Different Ways in Which Property Can be Owned by Individuals
Common Types of Ownership (by Individuals)
Sole owner: An undivided ownership interest by one person with no other party having a right or interest in or to the Property
Tenants by the Entireties (this type of ownership is only available to couples who are married at the time of the deed signing): An undivided ownership by both husband and wife, with the right to the entire property passing to the surviving spouse upon the death of one spouse. Pennsylvania law provides, generally, that an individual’s creditors cannot pursue assets jointly owned by that individual and their spouse as tenants by the entireties.
Joint Tenants With Right of Survivorship: An equal ownership interest by all parties named on the deed with rights of ownership vesting in the survivor of all owners…
Owning the property as Joint Tenants With Rights of Survivorship means that the death of one joint tenant will result in the deceased’s interest in the property passing automatically to the surviving joint tenant(s). The last living joint tenant becomes the sole owner of the property and may include the property in their will / bequeath ownership to their heirs. During a joint tenancy, none of the joint tenants can individually mortgage or sell their interest in the property. As such, if you want to sell property owned by joint tenancy, all of the joint tenants would need to agree and sign the deed. Property owned by joint tenants are also subject to the claims of creditors of any of the tenants. This means that if you or any of the other joint tenants were sued, the house could be subject to the creditor’s judgment. This can also be an issue if one of the joint tenants goes through a divorce, in which case that person’s interest in the house would be part of what is divided up as part of the divorce proceeding.
Tenants in Common: An individual ownership interest in a portion of the Property, either equal or unequal with another party, and sharing a common interest and right to use as to the whole. There exists no right of survivorship in a tenancy in common. Upon the death of a co-tenant, his or her share passes to his or her estate. Each co-tenant may encumber or dispose of his or her own share at will. If a tenant dies without having disposed of their interest in a will, that interest will be distributed pursuant to relevant intestacy laws. Again, real issues can arise if one of the owners of the property has a creditor or goes through a divorce.
Here, because you and your spouse currently own the property as tenants by the entireties, you have significant protection from creditors and the house will automatically pass to the survivor of the two of you upon the death of the other.
If you want to add your grandchild to the deed, you could either add them as a joint tenant (meaning they would become sole owner of the property upon the death of you and your spouse, assuming they survived you) or as a tenant in common (meaning you and your spouse together would own a portion (perhaps ½)of the property, and your grandchild would own the remainder).

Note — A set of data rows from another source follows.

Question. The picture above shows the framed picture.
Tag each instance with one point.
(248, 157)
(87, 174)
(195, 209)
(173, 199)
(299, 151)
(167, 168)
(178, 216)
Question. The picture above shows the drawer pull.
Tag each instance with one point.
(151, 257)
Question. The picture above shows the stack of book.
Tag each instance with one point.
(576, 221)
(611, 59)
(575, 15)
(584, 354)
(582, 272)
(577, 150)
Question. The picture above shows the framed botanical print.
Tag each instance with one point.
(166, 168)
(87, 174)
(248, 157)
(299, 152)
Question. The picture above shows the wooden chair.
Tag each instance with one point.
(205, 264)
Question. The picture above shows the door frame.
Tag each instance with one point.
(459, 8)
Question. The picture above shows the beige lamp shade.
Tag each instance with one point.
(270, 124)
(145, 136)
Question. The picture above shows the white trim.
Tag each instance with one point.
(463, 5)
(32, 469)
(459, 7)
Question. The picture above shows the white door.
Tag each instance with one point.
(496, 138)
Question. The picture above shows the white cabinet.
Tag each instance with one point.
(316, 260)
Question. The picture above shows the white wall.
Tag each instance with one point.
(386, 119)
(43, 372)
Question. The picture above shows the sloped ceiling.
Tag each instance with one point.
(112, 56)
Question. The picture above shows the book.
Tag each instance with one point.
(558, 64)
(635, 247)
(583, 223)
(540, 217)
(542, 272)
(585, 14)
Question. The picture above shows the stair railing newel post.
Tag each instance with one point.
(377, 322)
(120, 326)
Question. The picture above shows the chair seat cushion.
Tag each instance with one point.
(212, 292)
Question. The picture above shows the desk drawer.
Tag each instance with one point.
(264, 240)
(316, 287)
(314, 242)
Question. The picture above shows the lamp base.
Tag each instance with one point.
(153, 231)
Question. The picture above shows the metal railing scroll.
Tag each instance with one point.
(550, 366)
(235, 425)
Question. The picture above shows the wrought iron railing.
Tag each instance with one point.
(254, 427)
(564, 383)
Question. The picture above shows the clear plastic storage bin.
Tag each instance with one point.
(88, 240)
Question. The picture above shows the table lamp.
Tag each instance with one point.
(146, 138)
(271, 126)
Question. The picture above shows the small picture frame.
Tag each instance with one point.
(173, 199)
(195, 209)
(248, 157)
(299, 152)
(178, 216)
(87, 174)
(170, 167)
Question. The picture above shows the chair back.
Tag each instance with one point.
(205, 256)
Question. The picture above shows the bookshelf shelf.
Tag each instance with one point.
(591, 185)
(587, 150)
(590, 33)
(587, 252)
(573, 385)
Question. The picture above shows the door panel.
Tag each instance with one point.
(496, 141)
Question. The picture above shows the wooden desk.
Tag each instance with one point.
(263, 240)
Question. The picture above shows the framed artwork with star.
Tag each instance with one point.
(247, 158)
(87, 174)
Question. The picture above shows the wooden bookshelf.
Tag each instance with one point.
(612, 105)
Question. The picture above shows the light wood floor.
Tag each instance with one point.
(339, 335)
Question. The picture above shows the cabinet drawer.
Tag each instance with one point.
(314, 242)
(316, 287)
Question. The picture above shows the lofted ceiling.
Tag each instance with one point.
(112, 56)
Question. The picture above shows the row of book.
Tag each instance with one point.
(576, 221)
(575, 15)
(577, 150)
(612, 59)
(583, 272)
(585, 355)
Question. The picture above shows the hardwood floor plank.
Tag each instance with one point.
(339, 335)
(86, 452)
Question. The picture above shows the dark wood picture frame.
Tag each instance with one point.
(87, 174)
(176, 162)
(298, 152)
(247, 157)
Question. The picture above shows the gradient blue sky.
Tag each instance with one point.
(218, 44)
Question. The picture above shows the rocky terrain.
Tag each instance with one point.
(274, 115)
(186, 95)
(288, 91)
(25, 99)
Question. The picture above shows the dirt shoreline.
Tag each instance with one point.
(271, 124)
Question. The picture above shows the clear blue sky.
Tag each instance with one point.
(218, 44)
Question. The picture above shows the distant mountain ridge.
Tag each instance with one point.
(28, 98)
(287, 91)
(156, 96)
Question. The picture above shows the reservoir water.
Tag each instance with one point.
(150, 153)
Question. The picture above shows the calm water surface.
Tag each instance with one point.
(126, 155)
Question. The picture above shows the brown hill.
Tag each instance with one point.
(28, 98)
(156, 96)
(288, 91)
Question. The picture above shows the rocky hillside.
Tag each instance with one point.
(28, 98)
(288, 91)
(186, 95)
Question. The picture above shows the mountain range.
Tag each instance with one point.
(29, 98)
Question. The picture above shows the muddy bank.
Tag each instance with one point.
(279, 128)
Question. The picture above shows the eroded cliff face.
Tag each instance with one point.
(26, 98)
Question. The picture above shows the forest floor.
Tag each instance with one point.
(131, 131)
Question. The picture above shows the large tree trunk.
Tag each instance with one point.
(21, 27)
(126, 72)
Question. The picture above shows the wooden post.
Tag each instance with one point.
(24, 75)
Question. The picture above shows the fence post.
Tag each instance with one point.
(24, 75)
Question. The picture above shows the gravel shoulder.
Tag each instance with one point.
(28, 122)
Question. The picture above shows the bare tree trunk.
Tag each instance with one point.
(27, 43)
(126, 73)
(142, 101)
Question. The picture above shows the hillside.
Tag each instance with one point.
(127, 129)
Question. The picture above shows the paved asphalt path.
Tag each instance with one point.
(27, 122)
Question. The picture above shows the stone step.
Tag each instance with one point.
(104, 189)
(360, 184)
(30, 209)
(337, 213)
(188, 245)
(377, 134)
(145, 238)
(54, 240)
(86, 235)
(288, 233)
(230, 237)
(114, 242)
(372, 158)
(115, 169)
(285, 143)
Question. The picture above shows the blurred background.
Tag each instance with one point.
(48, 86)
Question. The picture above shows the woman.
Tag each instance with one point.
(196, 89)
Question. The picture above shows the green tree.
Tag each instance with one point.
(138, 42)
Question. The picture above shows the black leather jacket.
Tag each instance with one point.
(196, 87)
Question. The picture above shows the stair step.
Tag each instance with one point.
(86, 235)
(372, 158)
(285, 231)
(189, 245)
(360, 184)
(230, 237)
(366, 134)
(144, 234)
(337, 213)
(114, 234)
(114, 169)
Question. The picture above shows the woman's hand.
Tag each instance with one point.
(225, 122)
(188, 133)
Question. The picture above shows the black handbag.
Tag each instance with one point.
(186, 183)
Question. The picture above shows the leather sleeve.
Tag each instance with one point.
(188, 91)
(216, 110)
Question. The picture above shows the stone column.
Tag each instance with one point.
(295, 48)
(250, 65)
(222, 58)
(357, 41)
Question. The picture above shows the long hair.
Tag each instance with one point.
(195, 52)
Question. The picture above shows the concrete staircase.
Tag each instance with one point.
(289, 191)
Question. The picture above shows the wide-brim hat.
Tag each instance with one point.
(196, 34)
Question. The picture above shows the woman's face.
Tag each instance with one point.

The primary downsides of adding your grandchild to your deed as joint tenant with the right of survivorship or a tenant in common are: (1) in the event your grandchild were sued for anything, had other debts, or went through a divorce, someone could seek to recover their interest in the house; and (2) [for joint tenancy] If you and/or your spouse needed to sell the property, you would need your grandchild to agree and sign the deed or [for tenants in common] you would have no control over who your grandchild sells or wills their ½ interest in the house to.